OSHA’s SVEP incorporates elements of all of the above enterprise-wide enforcement trends. OSHA’s SVEP Directive requires Area Offices to consider including in every settlement: (1) enterprise-wide abatement requirements; (2) provisions requiring employers to identify all of its current or future jobsites; and (3) consent to inspections at other locations (i.e., waiving the warrant requirement). With regard to Follow-up Inspections and Repeat violations, the primary consequence of employers “qualifying” for the SVEP is that OSHA will conduct mandatory Follow-up Inspections at related facilities (as many as ten sister facilities in the first wave). Finally, both of the instances in which OSHA has pursued enterprise-wide relief from the Review Commission have been in SVEP cases. Another means of tightening enforcment is OSHA’s use of egregious penalty powers, which allow the agency to issue a separate citation item and separate penalty for each affected worker. For example, if five workers are affected in a willful violation, the penalty would normally be the $70,000 current maximum; under the egregious approach, the penalty would be $350,000. Every egregious citation case automatically places the employer in the SVEP program.
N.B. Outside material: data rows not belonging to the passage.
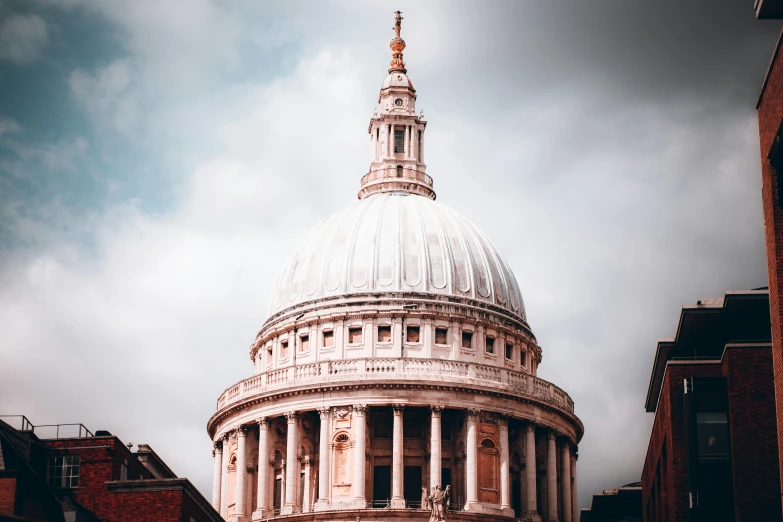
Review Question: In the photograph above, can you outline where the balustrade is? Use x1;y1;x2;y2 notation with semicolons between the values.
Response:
217;357;574;412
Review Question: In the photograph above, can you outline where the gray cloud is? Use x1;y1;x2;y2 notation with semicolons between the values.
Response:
0;14;49;65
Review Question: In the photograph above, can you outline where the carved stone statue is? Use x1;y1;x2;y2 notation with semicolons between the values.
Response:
426;484;451;522
394;11;402;38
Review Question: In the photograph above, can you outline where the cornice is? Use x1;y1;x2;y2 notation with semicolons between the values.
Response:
207;376;584;441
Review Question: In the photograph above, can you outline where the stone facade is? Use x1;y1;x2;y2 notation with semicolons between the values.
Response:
207;13;583;522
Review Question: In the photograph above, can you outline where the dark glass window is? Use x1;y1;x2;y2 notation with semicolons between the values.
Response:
49;455;81;488
348;328;362;344
435;328;449;344
394;130;405;152
378;326;391;343
405;326;419;343
696;411;729;457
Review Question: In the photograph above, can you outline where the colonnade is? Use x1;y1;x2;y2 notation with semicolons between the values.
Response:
212;404;577;522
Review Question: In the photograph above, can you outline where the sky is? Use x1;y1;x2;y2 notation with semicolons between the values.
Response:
0;0;780;507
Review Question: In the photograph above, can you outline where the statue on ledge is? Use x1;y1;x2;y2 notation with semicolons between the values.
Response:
426;484;451;522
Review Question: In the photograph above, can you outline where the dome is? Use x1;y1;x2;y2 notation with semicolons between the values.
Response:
269;192;525;322
381;71;416;91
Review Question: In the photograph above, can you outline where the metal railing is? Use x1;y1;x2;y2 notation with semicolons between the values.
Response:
0;415;35;431
217;357;574;413
33;423;95;439
0;415;95;439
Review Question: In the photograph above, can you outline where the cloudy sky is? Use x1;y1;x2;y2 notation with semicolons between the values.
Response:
0;0;780;506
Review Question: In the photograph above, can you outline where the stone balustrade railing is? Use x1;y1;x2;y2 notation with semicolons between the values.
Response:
217;358;574;413
361;167;432;187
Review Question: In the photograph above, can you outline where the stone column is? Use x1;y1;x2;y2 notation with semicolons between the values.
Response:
220;432;231;518
546;430;559;522
391;404;405;509
353;404;367;509
315;408;329;511
281;411;299;515
571;444;579;520
256;417;269;516
353;404;367;509
386;124;394;158
430;405;443;493
234;426;247;516
465;409;479;511
498;416;511;509
560;439;573;522
411;125;419;163
302;455;310;513
525;422;541;520
212;441;223;511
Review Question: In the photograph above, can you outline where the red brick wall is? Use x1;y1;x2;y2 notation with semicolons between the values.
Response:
723;347;781;520
758;29;783;508
0;478;16;515
642;364;721;522
96;491;187;522
642;347;781;522
44;437;153;521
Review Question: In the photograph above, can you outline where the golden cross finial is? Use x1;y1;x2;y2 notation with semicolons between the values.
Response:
389;11;406;73
394;11;403;38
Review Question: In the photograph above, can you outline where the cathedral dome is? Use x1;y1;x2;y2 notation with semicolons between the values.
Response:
269;192;525;322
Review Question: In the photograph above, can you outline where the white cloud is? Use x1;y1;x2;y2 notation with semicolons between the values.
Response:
0;14;49;65
68;60;139;133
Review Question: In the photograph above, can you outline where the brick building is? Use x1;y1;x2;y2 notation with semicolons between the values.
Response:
0;417;222;522
579;482;642;522
754;0;783;512
642;289;781;522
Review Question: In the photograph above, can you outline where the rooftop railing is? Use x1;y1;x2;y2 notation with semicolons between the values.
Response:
361;167;432;187
0;415;95;439
217;357;574;413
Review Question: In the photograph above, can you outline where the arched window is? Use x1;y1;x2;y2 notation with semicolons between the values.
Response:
478;437;500;504
332;432;353;497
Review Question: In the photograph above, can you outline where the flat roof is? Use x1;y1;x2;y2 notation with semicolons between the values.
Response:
644;289;772;412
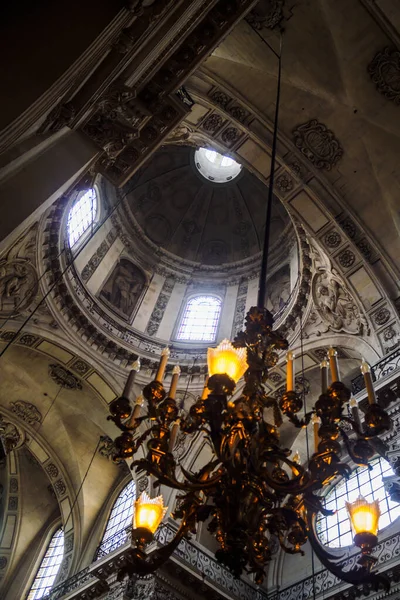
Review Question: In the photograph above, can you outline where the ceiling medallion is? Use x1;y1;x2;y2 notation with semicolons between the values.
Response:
368;48;400;104
293;119;343;171
194;146;242;183
104;41;391;590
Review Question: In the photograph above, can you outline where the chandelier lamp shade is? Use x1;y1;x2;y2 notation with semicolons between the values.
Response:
104;38;391;589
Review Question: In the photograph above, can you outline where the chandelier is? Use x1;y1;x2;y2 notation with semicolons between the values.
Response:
108;38;391;589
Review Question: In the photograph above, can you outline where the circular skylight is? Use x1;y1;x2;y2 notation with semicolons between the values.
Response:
194;148;242;183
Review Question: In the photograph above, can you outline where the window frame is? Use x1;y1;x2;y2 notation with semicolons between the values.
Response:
315;455;400;554
93;479;137;561
23;519;65;600
171;290;225;347
64;184;102;254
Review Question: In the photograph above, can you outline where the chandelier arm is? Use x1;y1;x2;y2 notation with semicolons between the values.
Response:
118;515;191;581
307;511;390;592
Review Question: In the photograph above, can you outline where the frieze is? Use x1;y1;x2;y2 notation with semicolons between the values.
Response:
368;48;400;105
293;119;343;171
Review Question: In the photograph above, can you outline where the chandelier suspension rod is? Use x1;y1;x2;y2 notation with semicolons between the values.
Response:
257;34;282;309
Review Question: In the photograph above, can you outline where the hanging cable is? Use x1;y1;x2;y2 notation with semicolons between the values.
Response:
0;173;138;358
300;313;315;600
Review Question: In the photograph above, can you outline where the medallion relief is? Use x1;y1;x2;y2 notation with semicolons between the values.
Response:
312;270;367;335
368;48;400;105
100;258;146;319
293;119;343;171
0;259;38;317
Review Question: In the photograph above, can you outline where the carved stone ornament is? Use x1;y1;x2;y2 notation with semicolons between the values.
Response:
373;308;390;326
312;270;367;335
324;231;342;248
49;363;82;390
293;119;343;171
368;48;400;105
338;248;356;269
246;0;284;31
0;259;38;317
10;400;42;425
0;415;25;454
202;113;223;133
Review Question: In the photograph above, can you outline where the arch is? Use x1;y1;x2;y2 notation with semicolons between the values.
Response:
67;188;99;248
27;526;64;600
176;294;222;342
95;479;136;560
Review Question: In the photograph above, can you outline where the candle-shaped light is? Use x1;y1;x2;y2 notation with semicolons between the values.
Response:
311;415;321;452
286;350;295;392
319;358;329;394
156;347;170;383
349;398;362;431
292;450;301;465
201;375;210;400
168;365;181;400
168;419;180;452
360;358;376;404
122;358;140;400
328;346;340;383
132;394;144;420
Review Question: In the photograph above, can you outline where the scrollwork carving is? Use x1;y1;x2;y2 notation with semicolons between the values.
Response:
368;48;400;105
49;363;82;390
10;400;42;425
312;270;368;335
0;259;38;317
293;119;343;171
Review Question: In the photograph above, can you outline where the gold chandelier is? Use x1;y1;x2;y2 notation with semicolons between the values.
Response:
109;316;390;587
104;36;391;589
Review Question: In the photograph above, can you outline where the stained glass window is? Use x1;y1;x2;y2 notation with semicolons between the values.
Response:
27;527;64;600
67;189;97;248
97;481;136;558
177;296;221;342
316;458;400;548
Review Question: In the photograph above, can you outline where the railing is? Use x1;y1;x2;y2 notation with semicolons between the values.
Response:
351;346;400;394
94;527;132;560
46;523;267;600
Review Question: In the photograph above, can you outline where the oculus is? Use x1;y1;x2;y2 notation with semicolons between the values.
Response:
194;148;242;183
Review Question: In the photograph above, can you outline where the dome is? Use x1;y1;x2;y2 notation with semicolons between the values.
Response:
124;146;291;265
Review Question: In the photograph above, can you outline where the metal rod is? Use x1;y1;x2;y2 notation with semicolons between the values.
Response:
257;35;282;308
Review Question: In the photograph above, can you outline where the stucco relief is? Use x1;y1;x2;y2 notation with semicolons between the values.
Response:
312;269;369;335
0;415;25;454
0;259;38;317
100;258;146;319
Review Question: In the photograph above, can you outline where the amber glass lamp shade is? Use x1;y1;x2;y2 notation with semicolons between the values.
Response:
207;340;248;383
133;492;168;535
346;496;381;536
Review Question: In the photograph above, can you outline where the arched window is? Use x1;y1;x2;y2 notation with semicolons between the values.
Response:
27;527;64;600
316;458;400;548
96;481;136;559
177;296;222;342
67;188;97;248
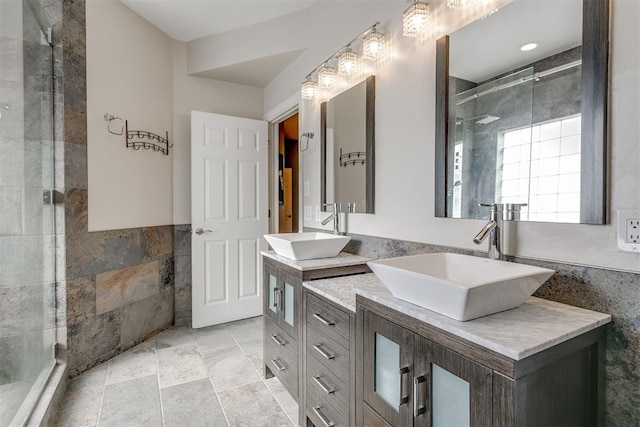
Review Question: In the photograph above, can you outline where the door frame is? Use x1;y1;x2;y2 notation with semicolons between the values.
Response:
262;92;304;233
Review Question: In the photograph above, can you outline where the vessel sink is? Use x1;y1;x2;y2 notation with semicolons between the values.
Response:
264;232;351;261
368;253;554;321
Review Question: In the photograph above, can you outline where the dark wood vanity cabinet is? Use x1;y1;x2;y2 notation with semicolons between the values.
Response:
263;256;370;427
303;289;355;427
356;297;604;427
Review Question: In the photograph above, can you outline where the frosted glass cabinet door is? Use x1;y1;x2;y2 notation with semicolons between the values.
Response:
267;274;278;313
363;311;414;426
414;335;492;427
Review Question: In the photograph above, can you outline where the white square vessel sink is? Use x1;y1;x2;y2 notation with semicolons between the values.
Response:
367;253;554;321
264;232;351;261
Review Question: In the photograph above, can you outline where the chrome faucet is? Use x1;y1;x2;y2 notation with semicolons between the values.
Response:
473;203;527;260
321;203;342;234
Employers must be careful to weigh the benefit of such settlement terms against the potential cost of Repeat violations and costly company-wide abatement requirements that may arise due to Follow-up Inspections at related facilities. Increased Public Disclosure What some deem OSHA’s “public shaming” campaign expands. Begun in 2010, the agency’s Severe Violator Enforcement Program (SVEP) has resulted in OSHA press releases detailing employers’ violations and the proposed civil penalties. What OSHA now calls a “nudge” to spark competitive desire not to be viewed as a bad actor is now manifest in the May 12, 2016, e-Recordkeeping final rule. The regulation, which affects employers with 20 to 249 workers in high-hazard industry sectors, and all employers with 250 or more employees, will make employers’ injury and illness data publicly available and searchable by employer name. This rule requires the first electronic submission of OSHA logs on July 1, 2017. The rule also codifies worker protections under Section 11(c), the whistleblower provisions of the OSH Act. The whistleblower provisions take effect Aug. 10, 2016, and will allow OSHA to impose up to its maximum penalty if a worker is retaliated against because s/he reports an injury or illness to the employer or exercises any other rights under Section 11(c). The agency can also prosecute the employer on behalf of the aggrieved worker and seek compensatory damages. In several cases last year, the U.S. District Court awarded $200,000 or more in damages for whistleblower violations.